Tra i commercianti ambulanti si distinguono quelli in regime di partita IVA (con obblighi ascrivibili ai lavoratori autonomi, come il corretto utilizzo delle attrezzature, l’adozione di DPI idonei all’attività che si svolge e la facoltà di poter beneficiare di sorveglianza sanitaria) e quelli costituiti in società (per cui è previsto, tra gli altri, l’obbligo di valutazione dei rischi e della formazione per i lavoratori e i responsabili).

All’interno del DVR è importante valutare la presenza di rischi specifici legati all’attività stessa (ad esempio, per l’utilizzo di attrezzature pericolose), e dei rischi comuni trasversalmente a tutti coloro che operano all’aria aperta e vengono esposti a fattori microclimatici particolarmente disagevoli o ambienti rumorosi, cui si aggiungono situazioni che causano stress lavoro correlato (come le eventuali aggressioni, il rapporto con i clienti, i ritmi molto serrati…).

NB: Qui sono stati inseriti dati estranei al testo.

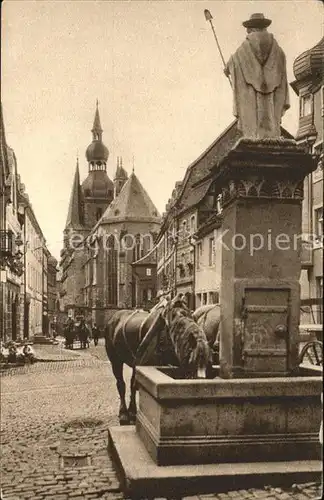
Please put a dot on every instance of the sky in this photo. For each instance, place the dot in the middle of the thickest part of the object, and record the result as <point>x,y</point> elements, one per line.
<point>156,71</point>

Commercianti ambulanti nel settore alimentare

Infine, quando si parla di commercio occorre ricordare le specificità legate al lavoro dei commercianti ambulanti nel settore alimentare, che devono attenersi a protocolli di autocontrollo definiti dall’applicazione di misure previste dal Regolamento 178/2002 sui principi e i requisiti della legislazione alimentare e dal Regolamento 852/2004 sull’igiene dei prodotti alimentari. I venditori, avendo l’obbligo di rispettare determinati standard igienico-sanitari, sono esposti a periodici controlli da parte dei distretti sanitari di igiene alimentare delle ASL.